Speaking at the yearly MyBroadband Conference, which took place in Midrand, on Thursday, Joosub highlighted the dire shortage of high-demand spectrum that would allow South African operators to accelerate the deployment of faster technologies and keep up with the pace of the data explosion currently under way in the country.

While the price of data has decreased some 65% over the past few years, the lack of spectrum is preventing further drops, as mobile operators have to inject more funds to ensure that the current – and insufficient – infrastructure copes with the 45% a year-plus growth in data demand.

Vodacom has invested some R26-billion in infrastructure over the past two years, a large portion of which was used to build more base stations, closer together. This proved an expensive endeavour that could have been eliminated through the use of high-demand 700 MHz, 800 MHz and 2 600 MHz spectrum, which has a far-reaching range. In addition, the telecoms giant used the money to invest in other initiatives to leverage what was available, such as refarming current spectrum.

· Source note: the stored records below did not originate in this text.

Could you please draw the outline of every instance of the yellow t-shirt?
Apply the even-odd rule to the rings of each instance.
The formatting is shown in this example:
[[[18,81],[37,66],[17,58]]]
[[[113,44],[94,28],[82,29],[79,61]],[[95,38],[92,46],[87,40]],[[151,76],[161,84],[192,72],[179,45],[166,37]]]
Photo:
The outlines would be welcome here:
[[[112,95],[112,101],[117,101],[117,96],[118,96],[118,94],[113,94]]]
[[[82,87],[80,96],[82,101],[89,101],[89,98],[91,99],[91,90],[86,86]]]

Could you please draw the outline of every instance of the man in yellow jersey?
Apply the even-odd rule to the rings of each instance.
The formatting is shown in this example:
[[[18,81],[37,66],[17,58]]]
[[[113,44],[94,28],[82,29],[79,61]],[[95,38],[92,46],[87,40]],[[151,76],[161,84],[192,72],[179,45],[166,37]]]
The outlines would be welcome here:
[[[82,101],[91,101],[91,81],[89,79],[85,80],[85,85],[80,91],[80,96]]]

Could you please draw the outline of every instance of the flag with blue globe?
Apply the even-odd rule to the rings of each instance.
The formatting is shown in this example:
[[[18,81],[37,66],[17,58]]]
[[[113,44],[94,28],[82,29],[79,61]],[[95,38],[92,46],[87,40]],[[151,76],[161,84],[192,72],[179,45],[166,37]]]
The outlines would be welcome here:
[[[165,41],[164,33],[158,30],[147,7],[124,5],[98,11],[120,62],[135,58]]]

“Data must fall, spectrum must come,” Joosub quipped, indicating that operators were spending extensively just to cope without spectrum.

“We have a big problem in South Africa,” he said of the spectrum debate, which has been ongoing for the better part of a decade, referring in particular to the spectrum being held by broadcasters, as they transition from an analogue frequency to a digital platform.

A year ago, South Africa missed the June 17, 2015, International Telecommunication Union- (ITU-) stipulated deadline to switch over from analogue television to digital terrestrial television (DTT) signals, after which the digital spectrum to be used by the broadcasters was meant to be released.

However, the migration process is still under way, delayed yet again owing to disagreements between stakeholders over the encryption on the set-top boxes required to connect to the new digital broadcast.

Moreover, the Department of Telecommunications and Postal Services halted the auction process for the allocation of the much-needed spectrum. This, along with the uncertainties surrounding the new or implied directives in the recently released National Integrated Information and Communication Technologies (ICT) Policy White Paper, has placed added pressure on operators and subjected the industry to future uncertainty.

“If we don’t get that spectrum, there is very little that we can do,” Joosub warned, pointing out that the accelerated deployment of new, faster technologies was “really a matter of access to spectrum”.

While Vodacom invested extensively in its network to mitigate this challenge, the CEO has made it clear that there is a point where more cannot be done.